Across its beard, that horror of harsh wire,
There moved thin caterpillars, slowly uncoiled.
It seemed they pushed themselves to be as plugs
Of ditches, where they writhed and shrivelled, killed.
By them had slimy paths been trailed and scraped
Round myriad warts that might be little hills.
From gloom's last dregs these long-strung creatures crept,
And vanished out of dawn down hidden holes.
(And smell came up from those foul openings
As out of mouths, or deep wounds deepening.)

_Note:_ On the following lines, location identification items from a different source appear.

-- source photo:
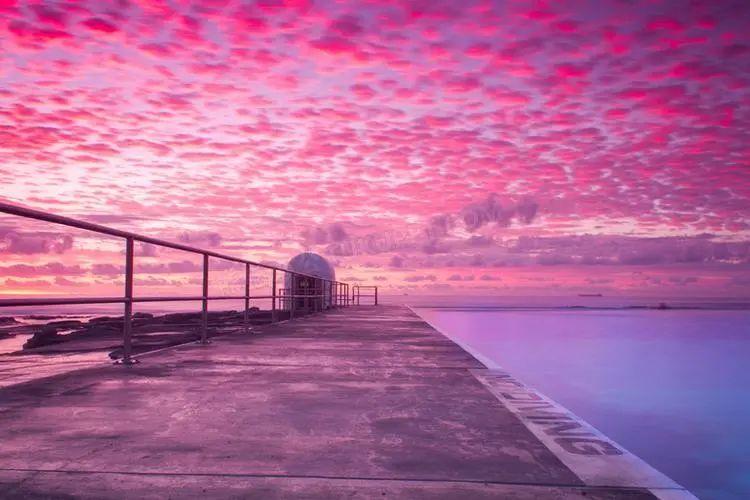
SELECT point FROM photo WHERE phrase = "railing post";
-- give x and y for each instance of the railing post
(292, 295)
(127, 319)
(273, 297)
(204, 316)
(247, 297)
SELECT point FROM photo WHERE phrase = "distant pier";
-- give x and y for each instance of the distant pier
(357, 402)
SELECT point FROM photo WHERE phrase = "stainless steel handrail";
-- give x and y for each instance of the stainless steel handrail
(338, 292)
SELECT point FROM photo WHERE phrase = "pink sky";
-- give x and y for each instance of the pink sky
(429, 146)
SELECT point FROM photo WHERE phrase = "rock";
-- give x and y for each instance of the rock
(65, 324)
(47, 335)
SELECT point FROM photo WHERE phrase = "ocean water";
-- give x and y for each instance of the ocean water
(672, 386)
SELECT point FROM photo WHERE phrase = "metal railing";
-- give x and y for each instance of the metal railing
(336, 293)
(357, 293)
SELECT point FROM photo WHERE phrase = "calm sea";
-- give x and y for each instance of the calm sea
(672, 386)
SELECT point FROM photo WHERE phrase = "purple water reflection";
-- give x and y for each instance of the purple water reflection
(671, 386)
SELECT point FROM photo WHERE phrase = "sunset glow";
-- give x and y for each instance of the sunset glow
(424, 146)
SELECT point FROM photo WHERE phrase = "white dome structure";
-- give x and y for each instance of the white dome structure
(313, 264)
(310, 264)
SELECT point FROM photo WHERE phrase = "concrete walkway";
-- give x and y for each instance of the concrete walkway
(356, 403)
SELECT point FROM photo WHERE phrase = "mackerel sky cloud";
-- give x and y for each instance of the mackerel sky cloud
(426, 146)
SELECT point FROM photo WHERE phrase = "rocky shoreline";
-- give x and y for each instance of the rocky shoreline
(104, 333)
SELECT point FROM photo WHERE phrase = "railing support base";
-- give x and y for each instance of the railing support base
(127, 362)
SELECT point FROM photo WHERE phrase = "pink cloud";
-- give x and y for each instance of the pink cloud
(259, 121)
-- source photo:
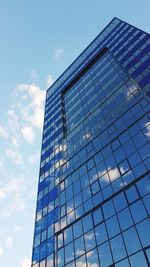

On dithering feet upgathered, more and more,
Brown strings towards strings of gray, with bristling spines,
All migrants from green fields, intent on mire.
Those that were gray, of more abundant spawns,
Ramped on the rest and ate them and were eaten.
I saw their bitten backs curve, loop, and straighten,
I watched those agonies curl, lift, and flatten.
Whereat, in terror what that sight might mean,
I reeled and shivered earthward like a feather.
And Death fell with me, like a deepening moan.
And He, picking a manner of worm, which half had hid
Its bruises in the earth, but crawled no further,
Showed me its feet, the feet of many men,
And the fresh-severed head of it, my head.